Oracle Cloud Infrastructure Documentation

About Oracle NoSQL Database Cloud Service Security Model

Learn about the security model for Oracle NoSQL Database Cloud Service.

Policies

Oracle NoSQL Database Cloud Service uses the Oracle Cloud Infrastructure Identity and Access Management security model that is built on the policies. A policy is a document that specifies who can access which Oracle Cloud Infrastructure resources, including NoSQL tables that your company has, and how they can access these resources. A policy allows a group to work in certain ways with specific types of resources such as NoSQL Tables in a particular compartment.

To govern the control of your tables, your company will have at least one policy.
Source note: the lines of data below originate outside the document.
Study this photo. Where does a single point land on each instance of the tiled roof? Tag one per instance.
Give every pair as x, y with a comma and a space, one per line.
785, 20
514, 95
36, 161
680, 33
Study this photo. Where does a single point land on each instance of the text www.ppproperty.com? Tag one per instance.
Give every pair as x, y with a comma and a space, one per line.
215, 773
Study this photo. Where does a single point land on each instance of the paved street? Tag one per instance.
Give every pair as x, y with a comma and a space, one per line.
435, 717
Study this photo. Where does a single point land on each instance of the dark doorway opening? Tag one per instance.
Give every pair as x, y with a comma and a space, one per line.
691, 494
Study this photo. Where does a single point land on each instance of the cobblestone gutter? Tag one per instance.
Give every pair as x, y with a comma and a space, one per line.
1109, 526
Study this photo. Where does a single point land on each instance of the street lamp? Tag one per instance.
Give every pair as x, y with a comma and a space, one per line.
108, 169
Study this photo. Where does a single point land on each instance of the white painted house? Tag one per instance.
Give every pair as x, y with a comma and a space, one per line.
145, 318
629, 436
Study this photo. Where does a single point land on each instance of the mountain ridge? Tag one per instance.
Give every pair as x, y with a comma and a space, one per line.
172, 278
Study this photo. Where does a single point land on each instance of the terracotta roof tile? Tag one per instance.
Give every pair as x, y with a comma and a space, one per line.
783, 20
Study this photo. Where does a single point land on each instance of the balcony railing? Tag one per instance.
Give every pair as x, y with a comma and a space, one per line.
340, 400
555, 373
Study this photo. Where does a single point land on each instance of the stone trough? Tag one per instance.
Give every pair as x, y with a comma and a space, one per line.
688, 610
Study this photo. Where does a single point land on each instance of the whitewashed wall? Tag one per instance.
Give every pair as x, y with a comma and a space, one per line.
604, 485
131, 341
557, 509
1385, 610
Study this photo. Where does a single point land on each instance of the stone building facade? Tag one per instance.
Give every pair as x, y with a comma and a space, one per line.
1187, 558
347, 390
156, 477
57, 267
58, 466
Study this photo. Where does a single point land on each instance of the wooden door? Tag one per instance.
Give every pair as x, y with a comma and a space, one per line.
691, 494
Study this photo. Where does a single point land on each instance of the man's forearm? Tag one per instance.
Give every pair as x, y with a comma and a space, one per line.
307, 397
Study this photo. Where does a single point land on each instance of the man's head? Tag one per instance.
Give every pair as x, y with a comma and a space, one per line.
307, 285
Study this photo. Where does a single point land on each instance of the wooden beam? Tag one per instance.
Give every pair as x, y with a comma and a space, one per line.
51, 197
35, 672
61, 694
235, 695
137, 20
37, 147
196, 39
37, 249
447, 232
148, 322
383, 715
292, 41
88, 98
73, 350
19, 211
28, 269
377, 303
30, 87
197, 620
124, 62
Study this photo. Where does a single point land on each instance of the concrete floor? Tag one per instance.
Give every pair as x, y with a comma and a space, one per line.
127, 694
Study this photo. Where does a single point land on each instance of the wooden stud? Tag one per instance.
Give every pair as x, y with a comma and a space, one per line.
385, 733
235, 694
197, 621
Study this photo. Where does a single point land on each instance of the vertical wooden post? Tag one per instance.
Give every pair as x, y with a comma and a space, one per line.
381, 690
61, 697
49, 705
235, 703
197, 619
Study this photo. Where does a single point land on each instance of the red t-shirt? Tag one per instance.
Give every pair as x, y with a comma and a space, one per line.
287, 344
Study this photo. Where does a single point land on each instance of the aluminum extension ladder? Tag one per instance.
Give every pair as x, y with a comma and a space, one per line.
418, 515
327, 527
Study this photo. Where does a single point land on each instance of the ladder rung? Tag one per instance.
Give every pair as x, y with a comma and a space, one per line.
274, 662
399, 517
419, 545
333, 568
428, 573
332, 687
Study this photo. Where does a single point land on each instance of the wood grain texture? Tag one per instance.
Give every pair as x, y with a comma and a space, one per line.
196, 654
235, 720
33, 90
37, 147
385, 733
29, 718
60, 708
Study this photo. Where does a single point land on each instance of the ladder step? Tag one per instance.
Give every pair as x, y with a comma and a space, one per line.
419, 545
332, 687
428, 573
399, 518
Each policy consists of one or more policy statements that follow this basic syntax:

Allow group <group_name> to <verb> <resource-type> in compartment <compartment_name>

To learn how policies work, see Overview of Policies in Oracle Cloud Infrastructure Documentation.

Groups

In Oracle Cloud Infrastructure Identity and Access Management, you organize Users within groups that usually share the same type of access to a particular set of NoSQL tables or compartments.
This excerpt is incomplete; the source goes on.